While on the subject of people who I wanted to stab in the face with a corkscrew, I was also forced to work for about 3 hours, and share my tips with a guy who said he was a bartender for 10 years... I'm pretty fucking sure that was a lie. How do I know?
  • The bitch didn't look a day over 23... but since I didn't card him it's possible, though not probable that he was old enough to have tended a bar for 10 years.
  • The bitch did not know how to pour a beer into a glass... In fact after watching him pour two beers which ended up being all foam because of the way they were poured, I told him I would pour ALL the beer from then on out, because he sucked at it. (Now those of you who have actually worked with me in a professional setting know that up until a certian point, I make every effort to put things politely when dealing with others... I reached that point with him and did in fact actually say "NO! Get away from the beer cooler. I'm pouring the beer because YOU SUCK AT IT!" I was actually forced to tell him in those exact words.)
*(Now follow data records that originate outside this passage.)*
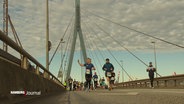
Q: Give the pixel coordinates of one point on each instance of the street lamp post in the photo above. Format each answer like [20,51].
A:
[154,43]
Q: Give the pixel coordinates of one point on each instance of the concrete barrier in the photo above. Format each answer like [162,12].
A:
[14,78]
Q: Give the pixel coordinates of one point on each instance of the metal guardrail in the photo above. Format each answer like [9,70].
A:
[176,81]
[27,56]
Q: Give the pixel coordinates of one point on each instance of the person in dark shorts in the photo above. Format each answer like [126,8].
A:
[88,74]
[151,71]
[108,68]
[95,79]
[112,78]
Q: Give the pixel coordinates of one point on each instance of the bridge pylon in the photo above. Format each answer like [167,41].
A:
[77,31]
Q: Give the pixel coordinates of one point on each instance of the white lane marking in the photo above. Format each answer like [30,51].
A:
[118,94]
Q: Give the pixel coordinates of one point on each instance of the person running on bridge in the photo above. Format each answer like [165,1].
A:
[88,74]
[70,81]
[112,78]
[151,71]
[74,85]
[108,68]
[95,79]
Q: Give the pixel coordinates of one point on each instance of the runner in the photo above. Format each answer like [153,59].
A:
[88,74]
[151,71]
[108,68]
[112,78]
[95,79]
[74,85]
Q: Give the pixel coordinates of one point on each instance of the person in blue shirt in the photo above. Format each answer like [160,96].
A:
[88,74]
[95,79]
[108,68]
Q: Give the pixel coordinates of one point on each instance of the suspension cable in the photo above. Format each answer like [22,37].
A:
[88,45]
[122,46]
[143,33]
[110,53]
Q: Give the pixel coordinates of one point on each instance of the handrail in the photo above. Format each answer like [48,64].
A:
[144,82]
[13,45]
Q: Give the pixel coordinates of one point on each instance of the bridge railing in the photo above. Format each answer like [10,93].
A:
[24,63]
[176,81]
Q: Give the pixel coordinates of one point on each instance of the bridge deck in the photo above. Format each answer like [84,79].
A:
[126,96]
  • When someone asked for a bloody mary and he started to make it, he started by pouring Dewar's Scotch into it. When I asked him what he was making, and he told me "That guy wanted a bloody mary" I told him, "No, a bloody mary is a vodka drink" so what did he do? He reached for the Bacardi and poured it in on top of the Dewar's. It was about that time that I told him to go sit at the end of the bar and fill cups with ice because he was no longer allowed to touch the bottles.
  • During a lull in business I asked him if he was actually trained as a bartender, or if he was just learning as he went along. It was at this point he told me that he'd been a bartender for 10 years. (I think he meant that he'd been dreaming of being a bartender for 10 years but had never in fact seen a proper drink poured.)
  • When the night ended and the guy left, the other guy I was working with looked at me and said "Who was that guy, and was it just me, or was he AWFUL?" I responded "No, he really WAS AWFUL, and he told me that he's been a bartender for 10 years..." The other bartender just laughed at that statement.
Ok, so now that I've gotten all that out of my system I'll talk to you kids later.


Meljoy, J-Dubs, I am very sorry I couldn't go out with you on Saturday, but as you can see I had my hands full all weekend, and as such I was pretty damned exhausted. We'll go out soon, I promise!!!